INDIANAPOLIS – The Department of Public Safety tells FOX59 that there is a direct connection between single parent households and violent crime in Indianapolis.
Troy Riggs, director of the Department of Public Safety, said that most of either the 77 homicide victims and suspects in Indianapolis this year come from households led by single mothers.
Monday evening DPS and the Women’s Fund of Central Indiana hosted a “Community Conversation” with teen moms to gain input on stopping the violence.
“I was a young single mother. I was pregnant my freshman year,” said Alaya Thompson.
Thompson, 18, knows she’s living a different life than most teens, but she wouldn’t change her path if she could.

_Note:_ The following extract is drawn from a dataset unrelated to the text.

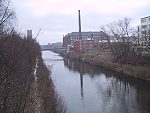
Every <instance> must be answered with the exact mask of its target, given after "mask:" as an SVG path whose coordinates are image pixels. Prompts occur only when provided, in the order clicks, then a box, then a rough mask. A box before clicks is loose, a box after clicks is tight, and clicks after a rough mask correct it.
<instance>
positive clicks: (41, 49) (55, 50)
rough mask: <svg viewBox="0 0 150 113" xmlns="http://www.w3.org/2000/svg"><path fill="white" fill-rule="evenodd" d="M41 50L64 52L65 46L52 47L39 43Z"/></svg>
mask: <svg viewBox="0 0 150 113" xmlns="http://www.w3.org/2000/svg"><path fill="white" fill-rule="evenodd" d="M40 47H41V51H53V52H66V51H67V48H64V47H54V46H51V45H40Z"/></svg>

“There are days when I wish I would have thought differently. My daughter has impacted me tremendously,” she said.
Thompson was one of 15 teen mothers who joined the community conversation Monday night at Light of the World Christian Church to talk about raising children, young and alone.
Thompson was one of a handful of teen moms who graduated from high school.
“I had a really good support system, which is why I could do it,” she said.
“What is helping you to be the best mother you can be?” asked Jennifer Pope Baker with the Women’s Fund of Central Indiana. She led the conversation with DPS officials. They believe it’s the first step to research why violence in the streets is connected to single parent households.
“I think it’s time we start charting how many didn’t graduate. How many didn’t have a father or one parent missing? What are the characteristics that lead to the violence for the suspects of homicides?” asked Troy Riggs.
“It doesn’t mean you have the right to act foolish or be stupid or pick up a gun. If they can create programs that can help teens, Indianapolis will see a difference in the teen community,” Thompson said.
The teen mothers also said they would also like to have more daycare options.
Women’s Fund of Central Indiana hosted this community conversation to research for their NEXT initiative, which is a project designed to help emerging young women (18-25) to be successful.